Somewhere at a Starbuck’s, there’s a clatch of members of the Young Republican Club from the nearby university. Biff and Chip and Herbert III are sipping their lattes, as they discuss their futures in finance, taking the reins of their fathers’ companies, the upcoming Republican victory in the midterms, and the war in Iraq.

They are laughing about John Kerry’s supposed gaffe, theorizing that this is some kind of Freudian Democrat slip. (One of the few times they use less than proper English, using the lower-class adjective “Democrat” instead of the more proper “Democratic”, in allegiance to their leaders who’ve decided that the proper adjective gives too much credit to their opposition.) “Why don’t the Democrats support our troops?”, wonders Biff, as he eyes a blueberry scone. “They don’t share our values”, responds Chip. “By the way, Herbie, have you ordered the strippers for the frat party?”

We are not a country at war, at least not in the way we were in World War II. There are no victory gardens, tire drives, war bonds, rationing. The streets around recruitment offices are not crowded with young men eager to go to Iraq. During WWII there were incidents of suicide by men who were embarrassed at not being able to enlist due to 4F status. Despite the quantity of yellow magnetic ribbons on the backs of SUVs, Iraq and Afghanistan are sideshows to American life. The families of troops may feel the constant weight, but the great majority of Americans pay little attention to the ongoing sacrifice.

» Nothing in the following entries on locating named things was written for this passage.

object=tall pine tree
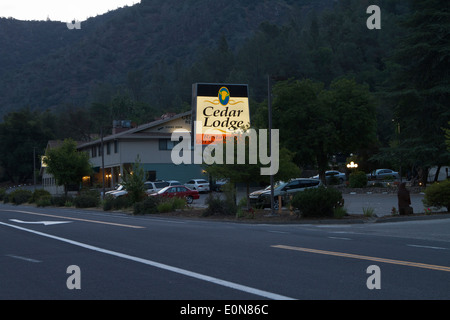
[392,0,450,183]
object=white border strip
[0,222,295,300]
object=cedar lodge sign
[193,83,250,144]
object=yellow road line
[271,245,450,272]
[5,210,145,229]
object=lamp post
[347,161,358,170]
[267,76,274,216]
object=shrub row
[291,186,344,218]
[423,179,450,211]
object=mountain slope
[0,0,333,115]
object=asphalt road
[0,204,450,301]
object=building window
[159,139,179,150]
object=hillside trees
[0,108,55,183]
[43,139,92,196]
[273,78,376,181]
[384,0,450,183]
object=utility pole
[267,75,274,216]
[33,147,36,191]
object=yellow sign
[194,84,250,144]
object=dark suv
[250,178,323,210]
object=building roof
[78,111,192,149]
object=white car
[144,181,169,194]
[184,179,209,192]
[311,170,346,184]
[367,169,400,180]
[166,180,183,186]
[105,184,128,198]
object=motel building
[41,111,208,194]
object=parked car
[166,180,183,186]
[210,179,229,192]
[249,178,323,210]
[311,170,346,184]
[150,185,200,204]
[105,184,128,198]
[144,180,169,194]
[184,179,209,192]
[367,169,400,180]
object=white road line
[407,244,448,250]
[6,254,42,263]
[0,222,295,300]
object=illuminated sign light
[193,83,250,144]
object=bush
[8,189,33,205]
[348,171,367,188]
[50,195,73,207]
[291,186,343,217]
[423,180,450,211]
[36,195,52,207]
[133,197,159,215]
[203,193,238,217]
[103,195,133,211]
[157,197,186,213]
[30,189,51,203]
[73,190,100,208]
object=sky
[0,0,141,22]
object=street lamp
[347,161,358,169]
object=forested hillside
[0,0,333,115]
[0,0,450,186]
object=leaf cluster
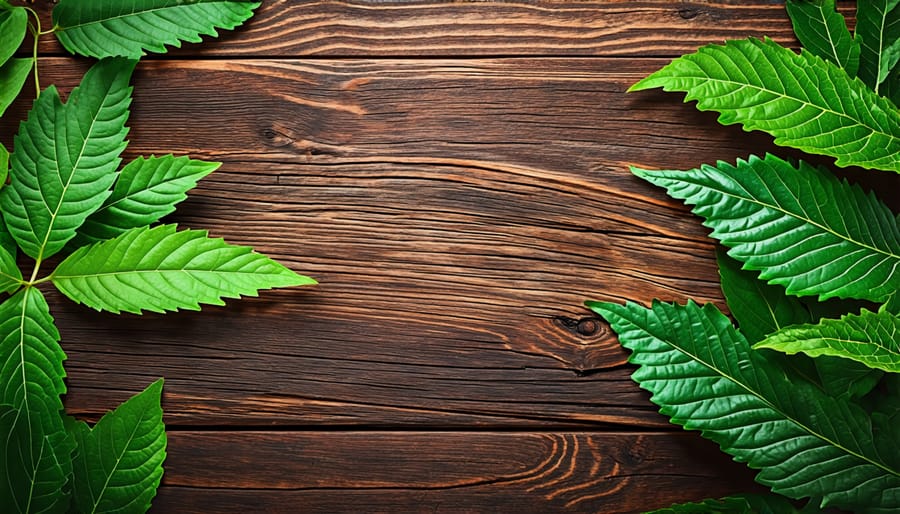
[588,0,900,513]
[0,0,315,513]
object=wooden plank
[0,59,756,427]
[29,0,795,57]
[154,432,758,514]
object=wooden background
[0,0,844,513]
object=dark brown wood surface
[0,0,836,513]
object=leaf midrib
[692,179,900,260]
[35,83,111,264]
[89,412,146,514]
[60,0,243,31]
[648,316,900,477]
[691,70,897,146]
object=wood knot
[556,316,603,337]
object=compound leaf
[0,287,73,512]
[0,287,66,411]
[0,59,136,260]
[0,396,75,514]
[630,38,900,172]
[754,309,900,373]
[856,0,900,92]
[588,301,900,514]
[53,0,260,59]
[51,225,315,313]
[716,246,811,343]
[632,155,900,302]
[0,59,34,116]
[72,155,221,246]
[785,0,860,77]
[0,2,28,65]
[72,379,166,512]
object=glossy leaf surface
[53,0,260,59]
[632,155,900,302]
[631,38,900,172]
[588,301,900,513]
[52,225,315,313]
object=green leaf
[53,0,260,59]
[0,3,28,65]
[588,301,900,514]
[754,310,900,373]
[646,494,811,514]
[73,379,166,513]
[0,396,75,514]
[856,0,900,92]
[51,225,315,313]
[0,287,74,512]
[0,59,34,116]
[716,246,811,343]
[0,287,66,410]
[630,38,900,172]
[0,59,135,261]
[785,0,860,77]
[73,155,221,246]
[632,155,900,302]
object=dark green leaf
[0,287,74,512]
[0,2,28,65]
[646,494,811,514]
[856,0,900,92]
[716,246,811,343]
[0,59,34,116]
[52,225,315,313]
[785,0,859,77]
[755,310,900,373]
[632,155,900,302]
[73,379,166,513]
[0,395,75,514]
[73,155,221,246]
[0,59,135,261]
[631,38,900,172]
[588,301,900,514]
[53,0,260,59]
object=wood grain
[0,0,852,513]
[28,0,796,58]
[155,431,756,513]
[0,59,765,427]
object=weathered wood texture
[0,0,852,512]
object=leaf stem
[24,7,41,98]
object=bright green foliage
[0,2,28,64]
[72,379,166,513]
[53,0,260,59]
[785,0,860,77]
[0,143,9,189]
[52,225,315,313]
[716,247,812,343]
[0,59,136,261]
[0,287,66,411]
[0,287,73,512]
[0,396,75,514]
[646,494,817,514]
[630,38,900,172]
[717,251,881,398]
[632,155,900,302]
[0,59,33,116]
[0,246,22,293]
[588,301,900,514]
[755,310,900,373]
[74,155,220,246]
[856,0,900,92]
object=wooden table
[2,0,816,514]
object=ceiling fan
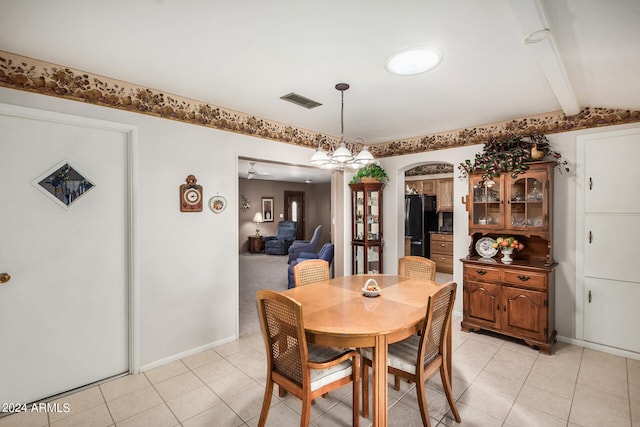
[247,162,269,179]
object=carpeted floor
[239,253,289,337]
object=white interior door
[0,105,129,403]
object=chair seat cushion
[307,344,352,391]
[360,335,420,375]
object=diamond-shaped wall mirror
[34,161,94,207]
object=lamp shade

During the less than 4 years of World War II, almost 20 million individuals served in the military (see World War II casualties: Casualties by branch of service) out of a population of less than 150 million (see Historical Census Data (1790-1990)). At any one time, upwards of 10 million were serving. As of 2004, the total in the armed services was about 1.5 million, in a population over 300 million (see Military of the United States: Personnel in each service). So, for more than twice the population, we have 15% of the military personnel that we did during WWII.

It always seemed odd that a World War II hero like the first President Bush would pull strings to get his son into a Texas Air National Guard unit that was certain never to go to Vietnam, to essentially help his son evade service. However, as we saw in 1980, when George H. W. Bush left behind his principles for a spot on the Republican ticket, the first President Bush was at base a pragmatist. He did not see service in Vietnam as important as service in World War II; he knew that US survival did not depend on the outcome of the Vietnam War.

It is no surprise that today’s conservative youth, whose idols, including Ronald Reagan, George W. Bush and Dick Cheney, never saw combat, would skip the route with the highest potential sacrifice. So while young men during the World War II era were ashamed when they could not serve, even the most vociferous supporters of the Iraq War truly feel no lack of honor in not only avoiding service, but also in not even thinking about it. Perhaps this is an implicit acknowledgement that, even with all the hype, conservatives don't really believe that the outcome of the Iraq War is all that important.

Let’s face it. We're not a Nation At War. We're a Nation At Starbuck's.